Copyright 2018 Library Journal, LLC Used with permission.



Kirkus

March 15, 2018
A modern master's latest array of glittering tales offers the pleasures and solace of storytelling.This is Johnson's (The Way of the Writer, 2016, etc.) fourth collection, and as before, his stories can be as morally instructive as fables, as fancifully ingenious as Twilight Zone scripts, and as elegantly inscrutable as Zen riddles. In stories such as "The Weave," in which a stylist seeks revenge by stealing valuable hair extensions from her former employer, and "Occupying Arthur Whitfield," in which a cab driver intends to commit larceny upon a seemingly truculent passenger, Johnson imparts wisdom with cunningly selective detail in both character and milieu; he can evoke the lingering residue of chemicals in the vacant beauty shop with just a few lines. Johnson is in immaculate control of the stories' myriad settings, as in the ancient Greece of "The Cynic," where Plato is dislodged from his smug certainties by Diogenes' bug-eyed eccentricities.

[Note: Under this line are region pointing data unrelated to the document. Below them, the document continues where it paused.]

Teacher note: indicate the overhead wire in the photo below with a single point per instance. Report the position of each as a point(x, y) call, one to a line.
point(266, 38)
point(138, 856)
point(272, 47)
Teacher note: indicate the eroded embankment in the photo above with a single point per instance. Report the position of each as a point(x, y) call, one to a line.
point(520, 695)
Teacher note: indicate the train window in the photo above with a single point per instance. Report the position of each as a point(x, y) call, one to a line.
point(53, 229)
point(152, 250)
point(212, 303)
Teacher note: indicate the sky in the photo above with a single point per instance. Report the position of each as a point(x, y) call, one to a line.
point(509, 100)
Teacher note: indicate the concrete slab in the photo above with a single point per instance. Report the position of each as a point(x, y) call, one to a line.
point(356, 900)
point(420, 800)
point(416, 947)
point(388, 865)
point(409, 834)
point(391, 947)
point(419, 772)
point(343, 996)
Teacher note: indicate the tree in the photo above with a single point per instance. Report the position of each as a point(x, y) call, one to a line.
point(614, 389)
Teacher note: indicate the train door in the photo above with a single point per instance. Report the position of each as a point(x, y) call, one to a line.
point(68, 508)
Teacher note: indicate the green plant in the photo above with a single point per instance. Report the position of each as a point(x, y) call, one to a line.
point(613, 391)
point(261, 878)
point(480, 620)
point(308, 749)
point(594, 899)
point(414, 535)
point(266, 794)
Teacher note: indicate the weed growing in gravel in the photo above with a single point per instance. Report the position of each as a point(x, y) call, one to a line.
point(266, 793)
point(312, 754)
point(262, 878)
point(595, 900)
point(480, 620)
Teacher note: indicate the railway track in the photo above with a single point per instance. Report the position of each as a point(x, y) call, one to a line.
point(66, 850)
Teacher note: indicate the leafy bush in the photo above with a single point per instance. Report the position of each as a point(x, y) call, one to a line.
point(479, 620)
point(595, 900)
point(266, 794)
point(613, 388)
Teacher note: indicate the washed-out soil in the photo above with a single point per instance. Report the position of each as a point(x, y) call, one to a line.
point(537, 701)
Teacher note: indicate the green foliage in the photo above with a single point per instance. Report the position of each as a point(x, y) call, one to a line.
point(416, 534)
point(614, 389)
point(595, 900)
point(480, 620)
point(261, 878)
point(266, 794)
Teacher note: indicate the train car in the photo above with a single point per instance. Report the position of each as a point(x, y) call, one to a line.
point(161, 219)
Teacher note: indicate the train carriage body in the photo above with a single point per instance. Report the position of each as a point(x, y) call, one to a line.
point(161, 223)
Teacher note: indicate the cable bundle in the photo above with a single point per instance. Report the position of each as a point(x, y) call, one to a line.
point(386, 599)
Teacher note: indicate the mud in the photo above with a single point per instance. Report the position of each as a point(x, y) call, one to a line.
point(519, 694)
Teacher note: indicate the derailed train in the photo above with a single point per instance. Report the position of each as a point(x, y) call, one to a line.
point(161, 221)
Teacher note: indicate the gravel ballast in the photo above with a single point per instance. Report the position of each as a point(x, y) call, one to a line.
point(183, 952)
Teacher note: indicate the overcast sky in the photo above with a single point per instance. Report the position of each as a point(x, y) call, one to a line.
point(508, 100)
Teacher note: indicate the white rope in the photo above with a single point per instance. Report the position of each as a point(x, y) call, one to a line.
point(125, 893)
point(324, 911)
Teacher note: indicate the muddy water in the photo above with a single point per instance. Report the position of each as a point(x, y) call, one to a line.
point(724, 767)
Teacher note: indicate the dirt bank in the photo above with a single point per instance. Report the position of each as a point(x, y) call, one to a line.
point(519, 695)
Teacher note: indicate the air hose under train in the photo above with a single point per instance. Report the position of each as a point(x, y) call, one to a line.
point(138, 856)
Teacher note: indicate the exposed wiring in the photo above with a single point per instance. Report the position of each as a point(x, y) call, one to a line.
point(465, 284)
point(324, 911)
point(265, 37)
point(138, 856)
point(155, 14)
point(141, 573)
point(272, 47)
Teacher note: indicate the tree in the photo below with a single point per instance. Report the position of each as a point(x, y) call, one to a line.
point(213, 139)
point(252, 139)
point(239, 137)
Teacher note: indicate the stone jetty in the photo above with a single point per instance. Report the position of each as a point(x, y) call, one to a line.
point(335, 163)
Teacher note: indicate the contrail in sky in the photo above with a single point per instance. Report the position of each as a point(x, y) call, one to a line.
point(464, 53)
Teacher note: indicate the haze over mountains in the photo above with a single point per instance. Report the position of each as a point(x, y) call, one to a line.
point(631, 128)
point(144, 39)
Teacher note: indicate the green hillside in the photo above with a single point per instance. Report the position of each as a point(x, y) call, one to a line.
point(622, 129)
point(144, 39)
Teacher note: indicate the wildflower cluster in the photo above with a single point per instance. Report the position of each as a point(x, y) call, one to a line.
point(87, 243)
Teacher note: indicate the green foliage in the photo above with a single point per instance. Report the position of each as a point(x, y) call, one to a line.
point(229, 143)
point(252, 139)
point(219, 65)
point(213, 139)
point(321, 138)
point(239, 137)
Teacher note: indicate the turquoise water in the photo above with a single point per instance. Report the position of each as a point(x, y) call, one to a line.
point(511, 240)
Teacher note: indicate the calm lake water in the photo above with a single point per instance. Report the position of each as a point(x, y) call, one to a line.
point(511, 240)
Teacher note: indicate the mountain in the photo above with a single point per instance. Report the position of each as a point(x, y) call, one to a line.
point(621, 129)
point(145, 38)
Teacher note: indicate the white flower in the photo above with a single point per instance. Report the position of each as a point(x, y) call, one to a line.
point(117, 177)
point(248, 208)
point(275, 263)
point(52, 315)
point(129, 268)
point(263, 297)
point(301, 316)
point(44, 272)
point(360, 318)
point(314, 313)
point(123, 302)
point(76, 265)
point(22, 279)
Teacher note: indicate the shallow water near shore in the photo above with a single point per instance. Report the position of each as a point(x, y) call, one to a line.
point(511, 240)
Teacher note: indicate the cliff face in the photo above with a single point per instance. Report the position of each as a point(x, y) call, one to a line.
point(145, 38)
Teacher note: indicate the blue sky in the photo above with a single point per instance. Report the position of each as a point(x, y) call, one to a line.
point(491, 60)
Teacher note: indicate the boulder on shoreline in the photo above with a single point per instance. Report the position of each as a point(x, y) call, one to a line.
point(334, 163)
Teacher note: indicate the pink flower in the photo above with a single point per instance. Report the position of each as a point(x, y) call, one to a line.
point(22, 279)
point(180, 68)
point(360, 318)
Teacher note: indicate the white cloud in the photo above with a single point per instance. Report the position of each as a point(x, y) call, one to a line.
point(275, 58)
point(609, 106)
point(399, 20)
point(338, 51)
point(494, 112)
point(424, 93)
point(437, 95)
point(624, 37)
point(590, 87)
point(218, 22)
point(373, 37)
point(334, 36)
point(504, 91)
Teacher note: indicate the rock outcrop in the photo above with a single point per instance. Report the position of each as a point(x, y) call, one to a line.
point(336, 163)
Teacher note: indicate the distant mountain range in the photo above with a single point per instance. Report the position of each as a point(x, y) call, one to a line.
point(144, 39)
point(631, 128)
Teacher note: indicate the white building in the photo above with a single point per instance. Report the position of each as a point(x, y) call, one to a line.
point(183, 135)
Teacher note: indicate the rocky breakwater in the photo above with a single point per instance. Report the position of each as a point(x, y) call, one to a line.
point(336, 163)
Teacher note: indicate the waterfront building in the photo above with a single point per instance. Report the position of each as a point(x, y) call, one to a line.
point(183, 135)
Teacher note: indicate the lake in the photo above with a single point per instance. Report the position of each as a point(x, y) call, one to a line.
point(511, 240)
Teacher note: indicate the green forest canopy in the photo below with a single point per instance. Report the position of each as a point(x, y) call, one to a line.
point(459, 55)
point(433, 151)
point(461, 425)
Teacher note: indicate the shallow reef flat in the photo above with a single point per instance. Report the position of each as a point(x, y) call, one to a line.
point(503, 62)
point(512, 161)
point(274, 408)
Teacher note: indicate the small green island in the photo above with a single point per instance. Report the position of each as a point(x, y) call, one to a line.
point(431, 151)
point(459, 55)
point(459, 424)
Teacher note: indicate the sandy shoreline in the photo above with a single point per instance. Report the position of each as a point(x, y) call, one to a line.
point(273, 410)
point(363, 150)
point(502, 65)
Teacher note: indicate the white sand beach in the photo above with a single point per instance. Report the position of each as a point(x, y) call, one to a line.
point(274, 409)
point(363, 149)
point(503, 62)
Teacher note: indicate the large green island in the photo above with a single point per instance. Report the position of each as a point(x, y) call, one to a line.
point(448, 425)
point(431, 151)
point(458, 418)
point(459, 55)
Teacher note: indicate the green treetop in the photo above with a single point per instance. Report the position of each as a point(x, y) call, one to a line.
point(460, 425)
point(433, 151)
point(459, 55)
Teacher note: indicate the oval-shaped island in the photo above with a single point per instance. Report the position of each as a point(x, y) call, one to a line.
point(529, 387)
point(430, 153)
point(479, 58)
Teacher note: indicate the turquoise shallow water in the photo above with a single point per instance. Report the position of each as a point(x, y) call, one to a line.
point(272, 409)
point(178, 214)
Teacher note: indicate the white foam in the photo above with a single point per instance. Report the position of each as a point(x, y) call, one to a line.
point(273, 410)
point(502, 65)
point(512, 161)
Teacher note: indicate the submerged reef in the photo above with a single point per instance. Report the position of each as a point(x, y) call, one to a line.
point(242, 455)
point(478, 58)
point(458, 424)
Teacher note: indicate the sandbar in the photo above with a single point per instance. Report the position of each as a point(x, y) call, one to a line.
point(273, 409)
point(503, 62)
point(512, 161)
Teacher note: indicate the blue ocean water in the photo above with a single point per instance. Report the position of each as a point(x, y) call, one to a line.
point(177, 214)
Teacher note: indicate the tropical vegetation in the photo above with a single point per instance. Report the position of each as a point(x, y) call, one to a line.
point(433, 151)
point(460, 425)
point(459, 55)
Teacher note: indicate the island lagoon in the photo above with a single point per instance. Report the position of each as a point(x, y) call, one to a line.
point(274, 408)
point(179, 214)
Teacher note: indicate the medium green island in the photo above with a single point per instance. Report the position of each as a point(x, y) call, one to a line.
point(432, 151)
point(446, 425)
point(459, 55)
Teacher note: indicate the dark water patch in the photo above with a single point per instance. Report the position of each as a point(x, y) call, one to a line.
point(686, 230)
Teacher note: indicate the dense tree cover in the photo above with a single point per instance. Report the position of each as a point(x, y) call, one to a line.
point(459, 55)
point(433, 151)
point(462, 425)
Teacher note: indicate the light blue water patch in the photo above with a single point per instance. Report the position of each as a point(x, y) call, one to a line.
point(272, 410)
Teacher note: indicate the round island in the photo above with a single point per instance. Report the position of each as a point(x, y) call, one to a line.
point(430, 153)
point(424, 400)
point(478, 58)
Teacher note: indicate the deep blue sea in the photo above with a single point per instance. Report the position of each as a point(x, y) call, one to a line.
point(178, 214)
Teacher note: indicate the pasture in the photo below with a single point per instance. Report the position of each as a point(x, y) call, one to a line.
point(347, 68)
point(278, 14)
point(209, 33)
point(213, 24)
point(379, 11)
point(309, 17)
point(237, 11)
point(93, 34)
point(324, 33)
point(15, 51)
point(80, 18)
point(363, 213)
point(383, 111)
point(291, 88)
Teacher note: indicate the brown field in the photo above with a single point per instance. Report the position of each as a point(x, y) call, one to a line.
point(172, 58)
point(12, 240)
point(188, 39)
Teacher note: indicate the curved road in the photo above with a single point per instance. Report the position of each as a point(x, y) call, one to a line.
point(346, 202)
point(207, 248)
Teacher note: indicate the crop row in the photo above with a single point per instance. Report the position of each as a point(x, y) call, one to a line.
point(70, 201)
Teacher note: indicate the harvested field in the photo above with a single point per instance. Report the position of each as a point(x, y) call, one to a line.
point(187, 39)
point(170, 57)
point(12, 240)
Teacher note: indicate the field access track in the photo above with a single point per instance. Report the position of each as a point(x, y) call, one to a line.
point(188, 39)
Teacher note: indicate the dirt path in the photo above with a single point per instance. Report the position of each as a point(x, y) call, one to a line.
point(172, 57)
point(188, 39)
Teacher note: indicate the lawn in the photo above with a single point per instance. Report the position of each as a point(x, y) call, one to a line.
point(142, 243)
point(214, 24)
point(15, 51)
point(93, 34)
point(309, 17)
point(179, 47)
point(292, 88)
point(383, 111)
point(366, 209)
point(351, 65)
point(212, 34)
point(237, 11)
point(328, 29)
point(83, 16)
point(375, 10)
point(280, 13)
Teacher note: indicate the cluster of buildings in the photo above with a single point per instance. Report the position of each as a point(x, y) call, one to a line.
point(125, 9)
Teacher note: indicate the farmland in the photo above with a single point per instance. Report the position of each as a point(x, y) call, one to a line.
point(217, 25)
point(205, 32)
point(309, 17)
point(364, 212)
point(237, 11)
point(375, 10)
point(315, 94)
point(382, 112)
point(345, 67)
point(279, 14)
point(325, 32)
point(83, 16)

Johnson's philosophical and spiritual erudition, most prominently displayed in such novels as Oxherding Tale (1982) and Dreamer (1998), also insinuates itself in to "Prince of the Ascetics," in which a Buddhist monk discovers a "middle way," and "Idols of the Cave," in which a Muslim-American soldier's conflict with a bigoted white officer while stationed in Afghanistan climaxes in the ruins of an ancient library. Johnson's whimsical side comes through in "Guinea Pig," which extracts deeper tones and craftier implications from the hoary old science-fiction subgenre of "personality transfer." The title story is in many ways the book's most distinctive: It takes the form of a late-night conversation between the author and his late friend and Pulitzer Prize-winning playwright August Wilson in the coffee shops and bars of Johnson's Seattle hometown. Even here, there's an unexpected twist, but, as with the other tales, what's even more unexpected is how this startling development emerges with such unassuming control. It's gratifying to put yourself in the hands of a veteran storyteller who knows what he's doing--and is quietly secure in what he's teaching.

COPYRIGHT(2018) Kirkus Reviews, ALL RIGHTS RESERVED.



Publisher's Weekly

June 18, 2018
These striking stories from National Book Award–winner Johnson (Middle Passage) span a wide range of time periods and cultures but are woven together with a subtle thread of compassion. In “The Weave,” Ieesha and Tyrone pull a heist at a salon, stealing bags of human hair, artfully shedding light on the pain of feeling one’s hair is “never beautiful as it is” when one is not part of the dominant culture. Back in the time of Plato, the philosopher himself clashes with the cynics, who push him to question his very core, in “The Cynics.” In “Occupying Arthur Whitford,” a poor young black cab driver in Seattle attempts to rob a rich older white customer who was rude to him, but is shaken by what he finds in the man’s house. Elsewhere in Seattle, a University of Washington student makes money by participating in dubious medical studies and experiences a “body swap” with a Rottweiler in “Guinea Pig.” In the dystopian future of “4189,” death is forbidden, and a sex doll in disguise as a real woman leads a man toward a joint suicide. These inventive stories feature characters that experience darkness and display the complexity of the human soul, resulting in a provocative and sensitive collection.